Oh How Sweet It Is - Sugar
The wonderfully tasty and brilliantly sweet
WHAT is it?
Sugar is the generalised name for a class of sweet-flavored substances used as food. They are carbohydrates and as this name implies, are composed of carbon, hydrogen and oxygen. There are various types of sugar derived from different sources
HOW is it made?
The process whereby plants make sugars is photosynthesis. The plant takes in carbon dioxide from the air though pores in its leaves and absorbs water through its roots. These are combined to make sugar using energy from the sun and with the help of a substance called chlorophyll.
WHERE can we find it?
Sugar (sucrose) comes from plant sources. Two important sugar crops predominate: sugarcane and sugar beets Minor commercial sugar crops include the date palm and the sugar maple.
Want to know more?
- Sucrose is obtained by extraction of these crops with hot water, concentration of the extract gives syrups, from which solid sucrose can be crystallized.

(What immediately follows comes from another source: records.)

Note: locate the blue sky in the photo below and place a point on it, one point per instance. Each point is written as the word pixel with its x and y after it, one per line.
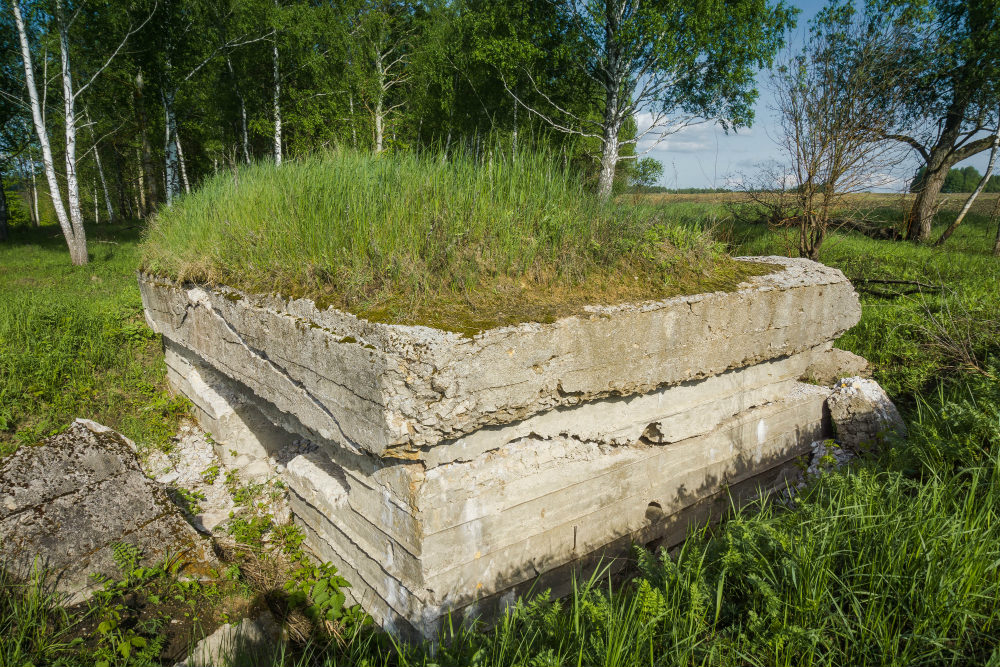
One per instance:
pixel 703 156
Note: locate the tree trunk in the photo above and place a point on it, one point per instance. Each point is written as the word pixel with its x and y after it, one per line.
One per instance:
pixel 243 110
pixel 609 159
pixel 78 253
pixel 148 191
pixel 180 162
pixel 4 235
pixel 43 135
pixel 379 129
pixel 100 172
pixel 277 101
pixel 922 212
pixel 172 186
pixel 979 188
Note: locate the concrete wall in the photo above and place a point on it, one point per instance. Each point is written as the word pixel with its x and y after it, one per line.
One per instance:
pixel 453 470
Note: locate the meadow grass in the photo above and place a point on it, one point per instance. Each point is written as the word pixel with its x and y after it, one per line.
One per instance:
pixel 74 343
pixel 913 335
pixel 414 238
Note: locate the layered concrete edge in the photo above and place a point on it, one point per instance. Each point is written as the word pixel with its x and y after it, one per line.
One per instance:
pixel 396 390
pixel 451 472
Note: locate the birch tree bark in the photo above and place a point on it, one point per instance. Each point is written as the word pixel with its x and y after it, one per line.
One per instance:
pixel 69 110
pixel 180 162
pixel 43 140
pixel 277 89
pixel 171 182
pixel 277 101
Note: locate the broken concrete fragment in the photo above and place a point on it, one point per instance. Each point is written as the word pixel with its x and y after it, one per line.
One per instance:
pixel 834 364
pixel 862 413
pixel 66 504
pixel 249 642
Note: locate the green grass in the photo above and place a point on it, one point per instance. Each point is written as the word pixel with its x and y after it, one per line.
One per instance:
pixel 915 339
pixel 416 239
pixel 73 341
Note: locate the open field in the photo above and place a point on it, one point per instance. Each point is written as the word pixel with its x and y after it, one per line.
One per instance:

- The production of table sugar has a long history. The army of Alexander the Great was halted on the banks of river Indus by the refusal of his troops to go further east. They saw people in the Indian subcontinent growing sugarcane and making granulated, salt-like sweet powder, locally called साखर, pronounced as saccharum (ζάκχαρι). On their return journey, the Macedonian soldiers carried the "honey bearing reeds."